Château Trubetskoy reborn as Stoic Winery
2,500 bottles have already been exported to the United States.
“It’s not just about selling,” they explain. “For us, wine is above all a matter of dignity. After everything that has happened, we want our work to speak beyond Ukraine — to say that we are still here, that we exist, and that we haven’t given up”.
MY WINE: IL SOGNO CHE RESISTE
My Wine, a winery located in Ukraine’s Odesa region, was awarded a silver medal at the 2024 Decanter World Wine Awards in London — one of the most prestigious wine competitions in the world — for its Chardonnay Reserve. Back in 2023, the 2021 vintage Chardonnay had already earned a silver medal at the Mondial des Vins Blancs in Strasbourg. And in 2025, yet another recognition followed: the winery’s Sukholymanskyi White, a rare indigenous grape variety from the same region, won a bronze medal at the Decanter Awards.

Among several wartime achievements, My Wine also earned a bronze medal at the 2025 Decanter World Wine Awards for its Sukholymanskyi Bianco, a rare indigenous Ukrainian grape
Behind this success, there’s no major industrial conglomerate nor a centuries-old family estate. What you’ll find instead is Eduard Gorodetsky, 45, a young winemaker with a background as a technician and executive in Ukraine’s wine and spirits industry.
“I’m a fourth-generation vintner on my father’s side,” he says, “but I didn’t inherit anything, just a deep love for wine and the skills I picked up on the job”.
For twenty years, Eduard worked at the massive former cognac production plant in Odesa. He rose steadily through the ranks—starting out cleaning barrels, eventually becoming the general director.

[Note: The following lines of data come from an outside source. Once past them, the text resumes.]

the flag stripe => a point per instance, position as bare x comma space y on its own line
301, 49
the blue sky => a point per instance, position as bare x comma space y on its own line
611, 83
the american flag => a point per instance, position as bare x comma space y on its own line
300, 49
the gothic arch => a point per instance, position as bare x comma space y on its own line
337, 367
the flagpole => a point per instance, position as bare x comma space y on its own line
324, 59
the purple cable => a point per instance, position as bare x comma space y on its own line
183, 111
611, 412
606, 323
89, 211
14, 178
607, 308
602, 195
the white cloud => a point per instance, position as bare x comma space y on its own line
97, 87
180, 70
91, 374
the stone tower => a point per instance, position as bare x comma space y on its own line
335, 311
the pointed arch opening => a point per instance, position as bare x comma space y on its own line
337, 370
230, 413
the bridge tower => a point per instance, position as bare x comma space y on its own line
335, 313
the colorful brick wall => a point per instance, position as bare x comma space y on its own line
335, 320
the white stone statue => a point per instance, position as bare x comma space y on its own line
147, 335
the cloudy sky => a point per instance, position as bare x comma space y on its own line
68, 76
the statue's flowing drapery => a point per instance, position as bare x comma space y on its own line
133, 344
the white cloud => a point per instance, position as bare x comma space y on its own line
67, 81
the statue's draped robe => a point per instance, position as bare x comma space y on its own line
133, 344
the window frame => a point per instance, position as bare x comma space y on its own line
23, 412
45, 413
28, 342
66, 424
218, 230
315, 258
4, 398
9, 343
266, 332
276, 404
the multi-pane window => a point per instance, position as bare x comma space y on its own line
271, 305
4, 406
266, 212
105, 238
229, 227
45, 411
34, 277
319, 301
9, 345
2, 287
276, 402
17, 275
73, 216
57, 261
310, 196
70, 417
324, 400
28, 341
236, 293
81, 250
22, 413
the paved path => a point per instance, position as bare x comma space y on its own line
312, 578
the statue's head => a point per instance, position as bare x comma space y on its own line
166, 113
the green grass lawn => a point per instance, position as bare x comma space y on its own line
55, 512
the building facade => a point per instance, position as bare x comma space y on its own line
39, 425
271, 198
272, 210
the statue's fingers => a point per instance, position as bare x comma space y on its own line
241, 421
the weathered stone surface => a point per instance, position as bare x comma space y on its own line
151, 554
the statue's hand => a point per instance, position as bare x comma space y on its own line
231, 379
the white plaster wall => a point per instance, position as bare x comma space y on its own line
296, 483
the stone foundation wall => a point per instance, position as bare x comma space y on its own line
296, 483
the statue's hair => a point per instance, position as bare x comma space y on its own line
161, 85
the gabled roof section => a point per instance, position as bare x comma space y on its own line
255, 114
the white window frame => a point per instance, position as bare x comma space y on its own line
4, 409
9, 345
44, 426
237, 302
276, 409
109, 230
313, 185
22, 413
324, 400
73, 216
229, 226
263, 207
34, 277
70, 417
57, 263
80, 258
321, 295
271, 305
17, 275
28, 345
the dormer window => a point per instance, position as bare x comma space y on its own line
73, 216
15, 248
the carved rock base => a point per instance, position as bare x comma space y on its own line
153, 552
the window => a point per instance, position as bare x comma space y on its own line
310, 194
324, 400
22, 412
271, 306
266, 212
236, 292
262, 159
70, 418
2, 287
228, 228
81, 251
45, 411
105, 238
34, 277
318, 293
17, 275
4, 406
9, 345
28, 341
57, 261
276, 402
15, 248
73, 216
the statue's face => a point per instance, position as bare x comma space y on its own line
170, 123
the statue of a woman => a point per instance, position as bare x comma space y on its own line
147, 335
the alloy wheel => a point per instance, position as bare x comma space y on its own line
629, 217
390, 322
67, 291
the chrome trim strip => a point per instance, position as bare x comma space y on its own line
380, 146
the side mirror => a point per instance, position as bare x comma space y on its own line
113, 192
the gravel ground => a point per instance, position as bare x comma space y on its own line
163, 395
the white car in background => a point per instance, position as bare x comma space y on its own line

Eduard Gorodetsky, founder and winemaker at My Wine
Then, one day, came a bolt of lightning.
“While visiting some wineries in France, I realized that my dream was to create something of my own—something intimate, authentic, real”.
So he quit. He purchased the crumbling remains of an old winery that had been abandoned for more than sixty years and began restoring it. Today, the château is about 70% rebuilt. It’s located in Roksolany, a village steeped in history—once home to the ancient Greek colony of Nikonion, where wine was made as far back as classical antiquity. Even now, it’s not uncommon to find shards of amphorae buried between the vines.
“The place is enchanting—or it would be, if not for the shelling”.
The area is considered high risk. “Russian missiles fall here often. That’s why I haven’t yet found the courage to finish the restoration”.
Today, Eduard produces his wines in a rented facility owned by friends, still located in the Odesa region. He doesn’t yet have vineyards of his own, but he works with both international and local grape varieties: Chardonnay, Pinot Noir, Cabernet, and Merlot, alongside native Ukrainian grapes such as Odeskyi Chornyi and Sukholymanskyi. And then, a personal tribute: Rkatsiteli — the Georgian grape introduced to Ukraine by his father.
“In 2024, we launched a brand new line based entirely on Rkatsiteli,” he says. Today, My Wine bottles reach as far as Japan, Denmark, and Estonia. Eduard has three children, and before the war, his eldest — now ten — used to follow him everywhere: to harvests, to the cellar, to every step of the winemaking process. These days, that closeness is no longer possible.
“When the Russian invasion began, I took the kids to Moldova. Later, they moved to Spain. But I don’t want to live anywhere else. I just want to stay here, in Ukraine, and make my wine. Hopefully, one day, with my son by my side”. It’s a determination that endures, despite fear. “Of course I feel terrified sometimes. But this is my life, my dream, my land.”

Eduard Gorodetsky and his son, once inseparable in the vineyard
In Ukraine, wine continues to be born, even as those who make it risk dying among the vines. It’s not just production. It’s daily resistance. A stubborn will to stay, to cultivate, to pass something on.
And if one day you come across a Ukrainian label, remember: it was made by someone who loves winemaking more than their own life.